Build delays on travis-ci.org OSX builds

Incident Report for Travis CI

Postmortem

tl;dr:

The above graph was taken from the "Active OS X Builds for Open Source Projects" graph on our status page, showing a time window of the reduced capacity. The plateaus show capacity of 60, 20, and 60 from left to right.

what happened

We began receiving some isolated reports via email and chat at 22:33 UTC of OS X builds being stalled, or what appeared to be a stuck build queue. Our initial response was delayed by 40 minutes while a team member familiar with the OS X setup traveled back home to get online.

At 23:14 UTC we began investigating the reports, and found that the queue looked suspiciously like at least one of the worker processes had died:

Upon investigating the logs for the worker processes, it was not clear that one of the worker processes had died. In fact, all worker process were alive and we initially thought that jobs were being processed by all of them.

A few red herrings came up while investigating logs, and the investigation was hampered by the fact that we have two separate Librato and Papertrail accounts for our public and private repositories. Collapsing these accounts together is part of a long term plan to consolidate infrastructures.

After following a few such red herrings, we looked more closely at the worker logs and then noticed that there was one worker in particular that wasn't producing any log output. The most recent log message reported that the process was shutting down, although it had never exited and triggered a respawn.

The restart of the production worker that had gone into a zombie state (travis-worker-org-prod-1) happened at 00:41 UTC. The total time of the reduced capacity was roughly 4 hours.

what we're doing about it

As currently written, the worker code deals with most process-wide failures by exiting so that the process supervisor (upstart in this case) respawns. The exact reason for why the process became a zombie is not yet known, so we have put alerts in place for when worker capacity drops below the expected threshold.

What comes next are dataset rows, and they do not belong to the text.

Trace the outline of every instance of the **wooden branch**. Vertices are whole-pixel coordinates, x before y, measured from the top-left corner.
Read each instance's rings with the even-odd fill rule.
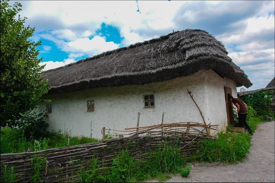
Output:
[[[187,91],[188,92],[188,93],[189,94],[189,95],[190,95],[190,97],[191,97],[191,98],[192,99],[192,100],[193,100],[193,102],[194,102],[194,103],[195,103],[195,105],[196,106],[196,108],[198,108],[198,111],[200,111],[200,116],[202,116],[202,120],[204,120],[204,125],[206,125],[206,120],[204,119],[204,116],[202,115],[202,111],[200,110],[200,107],[198,107],[198,105],[196,102],[195,100],[194,100],[194,98],[193,98],[193,95],[191,95],[191,94],[192,93],[192,92],[190,91],[189,91],[189,90],[187,90]],[[208,130],[207,129],[207,128],[206,128],[206,133],[208,135],[209,135],[209,133],[208,132]]]

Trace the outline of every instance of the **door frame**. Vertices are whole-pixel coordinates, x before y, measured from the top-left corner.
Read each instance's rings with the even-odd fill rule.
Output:
[[[228,97],[232,96],[232,90],[230,88],[224,87],[224,97],[226,98],[226,116],[228,125],[234,126],[234,118],[233,117],[233,106],[232,102],[228,100]]]

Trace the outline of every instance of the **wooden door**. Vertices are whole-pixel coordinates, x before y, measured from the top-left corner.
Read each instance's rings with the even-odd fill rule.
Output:
[[[230,88],[224,87],[224,97],[226,98],[226,114],[228,117],[228,125],[231,125],[234,127],[234,118],[233,117],[233,106],[232,102],[228,100],[228,97],[232,96],[232,90]]]

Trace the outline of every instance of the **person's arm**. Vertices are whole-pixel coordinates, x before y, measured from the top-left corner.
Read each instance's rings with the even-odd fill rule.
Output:
[[[234,105],[236,106],[236,107],[237,107],[237,111],[238,113],[238,112],[240,111],[240,105],[238,104],[238,103],[236,103],[236,104],[234,104]]]

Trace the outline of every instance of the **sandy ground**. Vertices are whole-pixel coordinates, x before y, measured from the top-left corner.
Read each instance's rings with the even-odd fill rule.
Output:
[[[167,183],[274,182],[274,121],[258,126],[252,136],[250,153],[234,165],[193,164],[188,178],[176,176]]]

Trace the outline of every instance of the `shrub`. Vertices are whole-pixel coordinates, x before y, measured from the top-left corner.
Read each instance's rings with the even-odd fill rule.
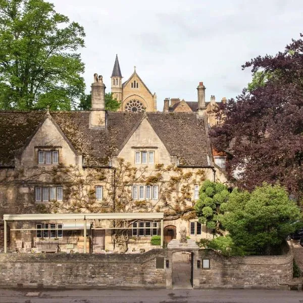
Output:
[[[292,277],[293,278],[298,278],[301,276],[301,270],[294,260],[292,262]]]
[[[153,236],[150,239],[151,245],[161,245],[161,236]]]

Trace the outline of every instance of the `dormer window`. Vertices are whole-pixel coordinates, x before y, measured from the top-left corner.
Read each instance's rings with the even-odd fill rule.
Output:
[[[155,152],[153,150],[140,150],[135,152],[136,164],[153,164],[155,163]]]
[[[39,164],[58,164],[59,152],[58,150],[39,150],[38,163]]]

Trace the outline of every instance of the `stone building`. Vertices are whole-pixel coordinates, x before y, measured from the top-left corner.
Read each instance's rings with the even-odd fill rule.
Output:
[[[157,112],[157,95],[152,93],[136,71],[122,83],[118,55],[112,73],[112,93],[114,98],[121,103],[120,111]]]
[[[200,85],[205,90],[206,87],[203,82],[200,82]],[[226,98],[224,97],[221,100],[221,103],[225,103]],[[219,103],[216,102],[214,95],[211,96],[211,100],[205,103],[206,113],[208,117],[208,123],[210,127],[219,124],[222,121],[220,119],[216,116],[214,110],[218,107]],[[195,112],[198,109],[198,102],[196,101],[185,101],[184,99],[180,98],[166,98],[164,100],[163,112],[164,113],[191,113]]]
[[[112,83],[121,75],[116,63]],[[135,72],[132,77],[126,89],[135,78],[144,86]],[[25,243],[30,250],[47,249],[55,240],[67,251],[148,249],[162,223],[158,215],[150,217],[162,213],[165,243],[184,226],[193,239],[212,236],[193,206],[204,180],[226,180],[214,164],[203,86],[197,87],[196,112],[189,113],[149,112],[147,103],[146,111],[107,112],[105,89],[95,74],[88,111],[0,111],[0,218],[57,216],[10,223],[11,251],[26,249]],[[104,221],[87,215],[92,219],[87,226],[72,216],[56,219],[108,213],[145,215]],[[3,227],[3,239],[4,232]]]

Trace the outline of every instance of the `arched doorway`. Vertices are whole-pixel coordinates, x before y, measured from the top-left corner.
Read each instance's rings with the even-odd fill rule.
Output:
[[[169,243],[177,237],[177,229],[175,225],[168,225],[164,227],[164,243]]]
[[[172,284],[175,289],[191,289],[193,287],[193,253],[176,251],[172,258]]]

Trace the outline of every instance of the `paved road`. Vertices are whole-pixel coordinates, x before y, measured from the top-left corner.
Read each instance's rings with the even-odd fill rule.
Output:
[[[0,289],[1,303],[303,303],[286,290]]]

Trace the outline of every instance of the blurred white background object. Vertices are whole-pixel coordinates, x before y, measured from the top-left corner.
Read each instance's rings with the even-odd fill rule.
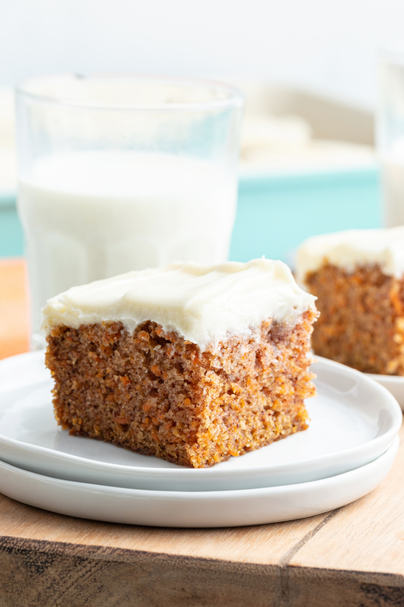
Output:
[[[402,0],[0,0],[0,86],[63,72],[248,74],[372,109]]]

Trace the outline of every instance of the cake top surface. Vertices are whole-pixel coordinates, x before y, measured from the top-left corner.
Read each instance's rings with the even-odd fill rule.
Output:
[[[154,320],[201,350],[231,334],[247,336],[267,318],[296,323],[314,309],[280,261],[254,259],[216,266],[173,263],[75,287],[48,300],[42,328],[120,320],[128,330]]]
[[[297,250],[297,280],[304,282],[308,273],[325,263],[348,271],[358,265],[377,264],[387,276],[401,277],[404,273],[404,226],[312,236]]]

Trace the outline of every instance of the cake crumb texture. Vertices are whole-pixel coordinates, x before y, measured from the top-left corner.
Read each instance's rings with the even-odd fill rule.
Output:
[[[268,445],[308,427],[316,317],[264,321],[214,352],[151,321],[133,333],[120,322],[54,327],[46,364],[56,419],[71,434],[195,468]]]
[[[377,264],[325,264],[305,282],[320,313],[314,352],[359,371],[404,375],[404,280]]]

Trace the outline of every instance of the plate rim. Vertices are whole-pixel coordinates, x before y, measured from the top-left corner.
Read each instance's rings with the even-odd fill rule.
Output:
[[[84,490],[85,488],[88,488],[89,490],[96,490],[101,492],[105,495],[115,495],[115,497],[122,497],[123,495],[127,495],[128,497],[139,497],[139,498],[153,498],[156,499],[159,499],[161,498],[170,498],[173,499],[181,499],[185,501],[199,501],[201,500],[207,500],[208,499],[211,499],[213,497],[222,497],[225,498],[237,498],[237,497],[243,497],[244,496],[258,496],[259,495],[267,495],[273,494],[276,495],[277,493],[293,493],[294,490],[304,490],[305,489],[311,489],[318,487],[322,485],[326,486],[331,485],[331,486],[337,481],[336,480],[338,479],[341,480],[342,477],[344,479],[349,479],[351,476],[360,476],[363,474],[365,469],[366,469],[366,471],[368,471],[373,467],[376,467],[378,465],[380,465],[380,463],[383,463],[385,459],[388,459],[389,456],[393,452],[396,452],[394,457],[397,455],[397,452],[398,451],[399,447],[400,446],[400,438],[397,435],[396,435],[391,444],[388,447],[388,449],[380,455],[376,459],[373,459],[372,461],[369,462],[367,464],[365,464],[363,466],[359,466],[357,468],[354,468],[353,470],[348,470],[346,472],[342,472],[340,474],[336,474],[331,476],[327,476],[326,478],[319,478],[315,481],[306,481],[304,483],[295,483],[290,484],[288,485],[275,485],[272,487],[257,487],[250,489],[222,489],[219,490],[210,490],[210,491],[177,491],[177,490],[167,490],[164,489],[134,489],[131,487],[116,487],[113,485],[100,485],[96,484],[95,483],[83,483],[81,481],[70,481],[66,480],[63,478],[59,478],[56,476],[49,476],[44,474],[39,474],[38,472],[32,472],[30,470],[25,470],[24,468],[19,468],[18,466],[13,466],[12,464],[8,464],[7,462],[3,461],[0,459],[0,469],[1,468],[8,467],[11,469],[12,471],[18,470],[23,476],[27,476],[30,478],[33,478],[34,480],[36,478],[39,478],[42,482],[48,482],[50,484],[56,483],[58,484],[62,485],[62,486],[65,486],[66,487],[78,487],[78,488],[81,488]]]
[[[44,350],[25,352],[22,354],[16,354],[14,356],[10,356],[7,358],[3,359],[0,361],[0,371],[1,370],[1,367],[3,365],[9,363],[12,361],[16,361],[16,359],[21,360],[23,358],[35,358],[35,357],[39,358],[40,356],[44,355]],[[369,378],[368,376],[369,374],[363,373],[360,371],[357,371],[351,367],[343,365],[341,363],[337,362],[335,361],[332,361],[329,359],[315,355],[313,358],[313,364],[316,364],[317,363],[323,364],[326,367],[329,366],[331,368],[331,369],[335,369],[336,368],[339,368],[342,370],[345,375],[348,375],[348,376],[352,375],[354,378],[360,378],[360,381],[364,381],[365,383],[368,384],[370,383],[373,388],[377,391],[379,391],[381,396],[383,396],[385,399],[389,402],[392,408],[391,412],[392,413],[393,421],[391,427],[386,432],[385,432],[380,436],[371,439],[369,441],[366,441],[366,443],[362,443],[360,445],[357,445],[355,447],[342,449],[332,453],[327,453],[326,455],[317,455],[314,457],[311,456],[301,459],[299,459],[299,461],[295,462],[294,463],[294,466],[297,465],[299,467],[300,466],[307,466],[310,463],[317,462],[320,459],[321,459],[323,462],[327,462],[333,459],[336,456],[342,456],[344,453],[346,453],[348,452],[352,453],[353,455],[355,455],[359,451],[363,449],[363,446],[365,444],[368,446],[368,447],[374,446],[376,450],[379,444],[385,441],[388,442],[389,441],[389,447],[388,447],[389,448],[389,446],[391,446],[395,436],[398,433],[402,423],[402,412],[401,408],[396,399],[392,396],[391,392],[389,392],[386,388],[385,388],[381,384],[379,383],[377,381]],[[403,379],[404,379],[404,378]],[[0,395],[1,394],[1,392],[0,392]],[[394,419],[394,415],[396,415],[396,419]],[[388,438],[387,437],[389,438]],[[105,471],[108,471],[110,473],[114,471],[117,472],[125,472],[125,473],[131,473],[133,472],[133,474],[136,473],[141,476],[147,476],[148,477],[150,477],[151,475],[157,476],[159,475],[162,474],[164,476],[168,478],[170,476],[177,477],[179,476],[185,476],[191,472],[191,473],[195,477],[196,477],[197,475],[199,476],[207,476],[208,475],[210,476],[212,476],[213,478],[220,477],[221,476],[228,478],[233,477],[233,476],[239,476],[240,474],[262,474],[264,473],[265,471],[268,470],[267,467],[262,467],[258,466],[251,467],[242,469],[241,470],[235,469],[226,470],[218,469],[216,466],[213,466],[210,468],[191,468],[179,466],[176,468],[164,468],[157,467],[148,467],[147,466],[137,466],[127,465],[125,464],[113,464],[109,462],[100,461],[97,459],[90,459],[88,458],[82,457],[79,455],[75,455],[72,453],[65,453],[65,452],[56,451],[55,449],[52,449],[47,447],[33,445],[31,443],[25,443],[22,441],[19,441],[18,439],[10,438],[0,434],[0,447],[2,444],[7,444],[12,446],[21,450],[22,451],[24,451],[25,453],[34,452],[48,456],[51,455],[53,458],[54,459],[62,459],[64,461],[67,462],[75,462],[82,465],[90,464],[90,466],[96,466],[100,469],[105,470]],[[290,462],[285,462],[282,464],[279,464],[276,466],[276,468],[275,467],[273,467],[274,468],[273,472],[276,470],[277,472],[279,471],[282,472],[283,468],[290,467]]]

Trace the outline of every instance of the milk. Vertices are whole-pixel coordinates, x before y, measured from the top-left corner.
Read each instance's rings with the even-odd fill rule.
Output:
[[[20,179],[34,347],[47,299],[173,261],[228,258],[236,179],[201,160],[121,151],[38,161]]]

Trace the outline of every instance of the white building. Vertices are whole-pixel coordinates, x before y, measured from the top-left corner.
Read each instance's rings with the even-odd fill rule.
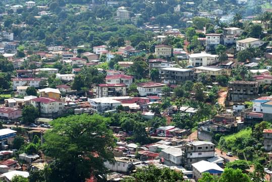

We already have a plan in place to consolidate our Librato and Papertrail accounts to reduce confusion about which data we're viewing. It is a long process that has broad customer-facing impact, so we don't expect this to be solved for some months. In the meantime, we will be investigating ways to access our Librato graphs for both accounts through chat to help with initial incident investigation. We are also busy bringing more team members up to speed on the OS X setup in order to lower the bus factor.

As always, please reach out to us via support or twitter with any questions or concerns. Thank you for your patience.

Posted Jul 02, 2015 - 16:17 UTC

Resolved

At this time the backlog has been processed and new builds are running as expected.

Thank you to those who notified us via support email and chat about the delays.

As part of our incident review process we'll be reviewing our capacity monitoring to ensure this kind of delay is detected earlier in the future.

Posted Jul 02, 2015 - 02:37 UTC

Monitoring

At this time travis-ci.org OSX builds are running at full capacity and we're working through the backlog of OSX builds.

We're continuing to monitor things closely until the backlog has been processed.

Posted Jul 02, 2015 - 01:08 UTC

Identified

We've identified an issue that is causing lower capacity and build delays for travis-ci.org OSX builds and are actively working on resolving the issue and restoring full capacity for these builds.

Posted Jul 02, 2015 - 00:53 UTC